Voyage spatial et anti-matière racontés par Geoffroy Stern

On rêve tous de pouvoir faire un voyage spatial pour mettre les pieds sur une nouvelle planète. Découvrir de nouveaux paysages, de nouveaux ciels ou de nouvelles formes de vies. Sauf que la distance qui sépare deux planètes est toujours bien longue : il faut plus de 7 mois pour rejoindre Mars, 66 ans pour Pluton et 72 000 ans pour atteindre le prochain système solaire. Pour que ce soit réalisable, l’humanité devra se développer au point d’atteindre une singularité technologique.
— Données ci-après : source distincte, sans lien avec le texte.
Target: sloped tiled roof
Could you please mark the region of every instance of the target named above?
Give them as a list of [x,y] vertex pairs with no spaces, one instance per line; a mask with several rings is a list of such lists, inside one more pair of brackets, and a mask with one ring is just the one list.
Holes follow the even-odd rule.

Même s’il est difficile de prévoir le futur, la science aérospatiale travaille déjà sur de nombreuses possibilités pour quitter notre planète. Le tour d’horizon avec Geoffroy Stern, consultant.

Le potentiel de l’anti-matière selon Geoffroy Stern

Vous ne connaissez pas l’anti-matière. C’est pourtant une source d’énergie bien connue. Tout ce qui existe a son équivalent en anti-matière. Même votre corps produit de l’anti-matière : plus de 100 anti-électrons par heure. En physique quantique, l’anti-matière représente des particules identiques aux nôtres mais avec des charges électriques opposées. Et si vous n’avez jamais vu de produit à base d’anti-matière, c’est normal puisqu’au contact avec la matière, l’anti-matière est directement détruite. C’est le secret pour propulser un vaisseau. Cette réaction de disparition de l’anti-matière produit beaucoup d’énergie : 2 milliards de fois plus énergétique que la combustion du pétrole et 200 000 fois celle de la fission nucléaire de l’uranium.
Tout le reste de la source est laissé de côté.